Der Senat kann offen lassen, inwieweit aus Gründen einer gebotenen Kontinuität einer Leistungsgewährung eine Vertragsabschlusspflicht
erwachsen kann. Derartiges kommt nämlich nur dann in Betracht, wenn der Leistungsträger das Leistungsgeschehen, dessen Kontinuität
nunmehr gewährleistet werden soll, selbst (insbesondere durch einen entsprechenden Bewilligungsbescheid) in Gang gesetzt hat.
So verhält es sich hier aber nicht. Vielmehr hat die Klägerin den ersten Klinikaufenthalt auf eigene Initiative veranlasst
und die Beklagte die insoweit entstandenen Kosten weder getragen noch bezuschusst.

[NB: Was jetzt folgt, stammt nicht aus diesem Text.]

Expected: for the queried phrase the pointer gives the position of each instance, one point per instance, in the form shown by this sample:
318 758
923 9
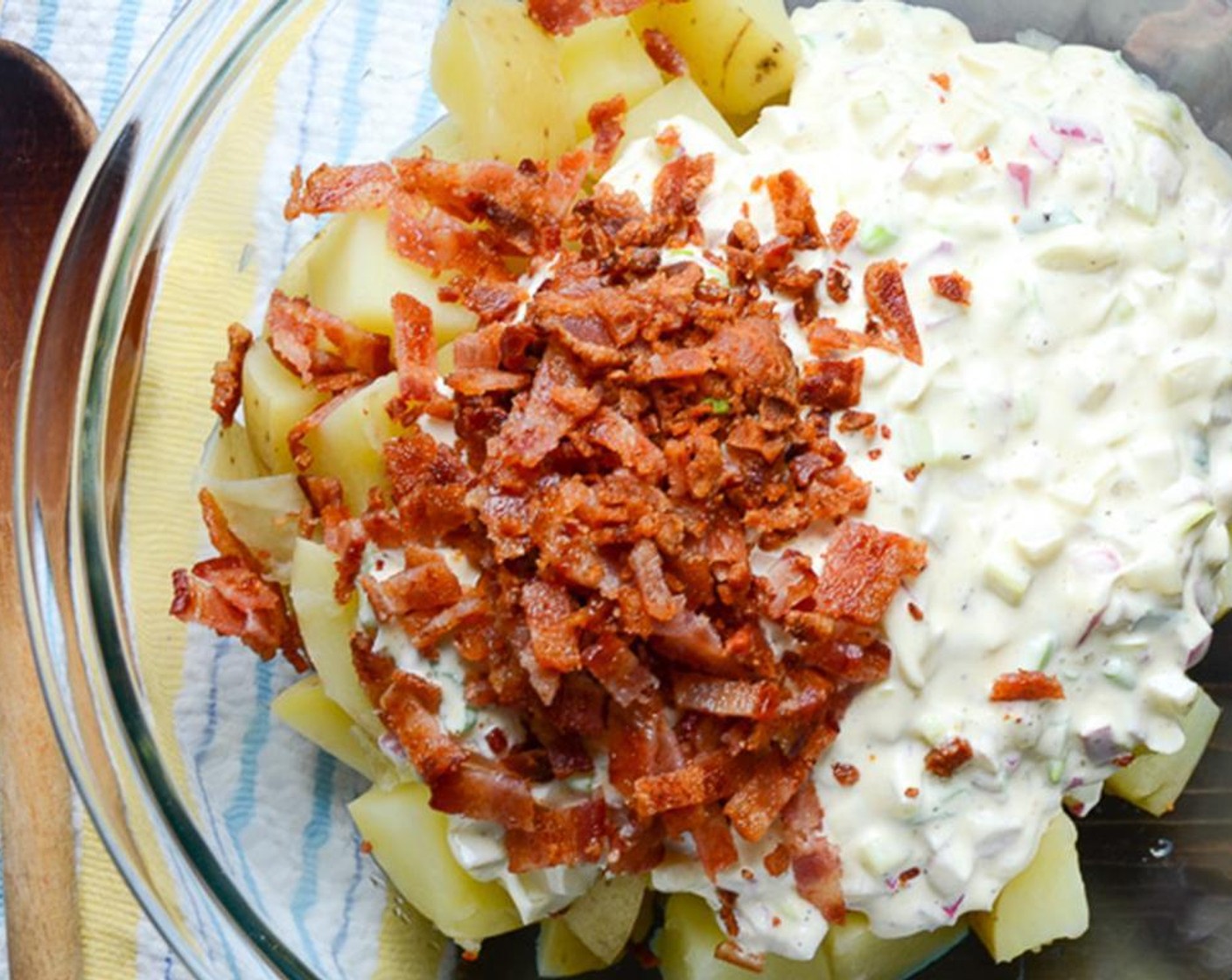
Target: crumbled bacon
667 57
947 759
953 286
228 374
1026 686
626 437
334 189
565 17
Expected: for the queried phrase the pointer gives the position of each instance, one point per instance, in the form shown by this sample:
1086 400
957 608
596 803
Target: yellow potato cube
855 953
1153 781
354 274
601 60
743 53
678 97
559 953
326 630
686 943
410 841
274 402
305 708
604 917
499 74
1046 901
347 443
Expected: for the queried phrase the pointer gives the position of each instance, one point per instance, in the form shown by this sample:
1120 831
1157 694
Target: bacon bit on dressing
953 286
1026 686
891 325
228 374
667 57
626 437
945 760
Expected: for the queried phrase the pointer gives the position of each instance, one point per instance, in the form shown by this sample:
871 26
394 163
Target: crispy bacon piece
948 757
890 316
232 599
953 286
1027 686
332 189
565 17
843 229
730 950
483 790
832 386
718 696
794 216
565 836
864 569
414 353
607 123
323 349
228 374
667 57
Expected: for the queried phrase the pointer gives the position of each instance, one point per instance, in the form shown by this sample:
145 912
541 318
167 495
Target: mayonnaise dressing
1072 424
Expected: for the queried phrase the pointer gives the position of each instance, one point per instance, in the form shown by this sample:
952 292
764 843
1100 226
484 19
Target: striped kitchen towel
302 872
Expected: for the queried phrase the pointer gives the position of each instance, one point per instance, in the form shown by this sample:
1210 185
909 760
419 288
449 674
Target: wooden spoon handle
45 135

(2) Einen aufgrund ihrer formellen Entscheidungszuständigkeit gemäß §
14 SGB IX zu prüfenden Rehabilitationsbedarf der Klägerin nach Maßgabe anderer Vorschriften hat die Beklagte ebenfalls nicht zu Unrecht
abgelehnt.
Einen Anspruch auf Gewährung einer Leistung zur medizinischen Rehabilitation als Leistung der gesetzlichen Krankenversicherung
hat die Beklagte nicht zu Unrecht versagt. Zwar erbringt der Träger der gesetzlichen Krankenversicherung gemäß §
40 Abs.
2 Satz 1, 1. Halbsatz
SGB V - sofern eine ambulante Rehabilitationsleistung nach §
40 Abs.
1 SGB V nicht ausreicht - auch Leistungen zur stationären Rehabilitation mit Unterkunft und Verpflegung in einer nach §
20 Abs.
2a SGB IX zertifizierten Rehabilitationseinrichtung, mit der ein Vertrag nach §
111 SGB V besteht.
Allerdings war ein Anspruch der Klägerin auf Gewährung von Leistungen zur medizinischen Rehabilitation nach §
40 Abs.
4 SGB V ausgeschlossen. Nach dieser Bestimmung werden Leistungen nach §
40 Abs.
2 SGB V nur erbracht, wenn nach den für andere Träger der Sozialversicherung geltenden Vorschriften mit Ausnahme des §
31 SGB VI solche Leistungen nicht erbracht werden können. Da Leistungen zur medizinischen Rehabilitation der gesetzlichen Rentenversicherung
nach den §§
9 ff., 15
SGB VI, §§
5 Nr.
1, 6 Abs.
1 Nr.
4 SGB IX vorrangig gegenüber einem Träger der gesetzlichen Krankenversicherung erbracht werden, wenn - wie nach dem Ergebnis der Beweisaufnahme
im vorliegenden Fall - die persönlichen und versicherungsrechtlichen Voraussetzungen erfüllt sind, schied ein Anspruch der
Klägerin auf dem Boden des Rechts der gesetzlichen Krankenversicherung von vornherein aus.
Die Kostenentscheidung beruht auf §§
183,
193 SGG.
Gründe im Sinne des §
160 Abs.
2 SGG zur Zulassung der Revision haben nicht bestanden.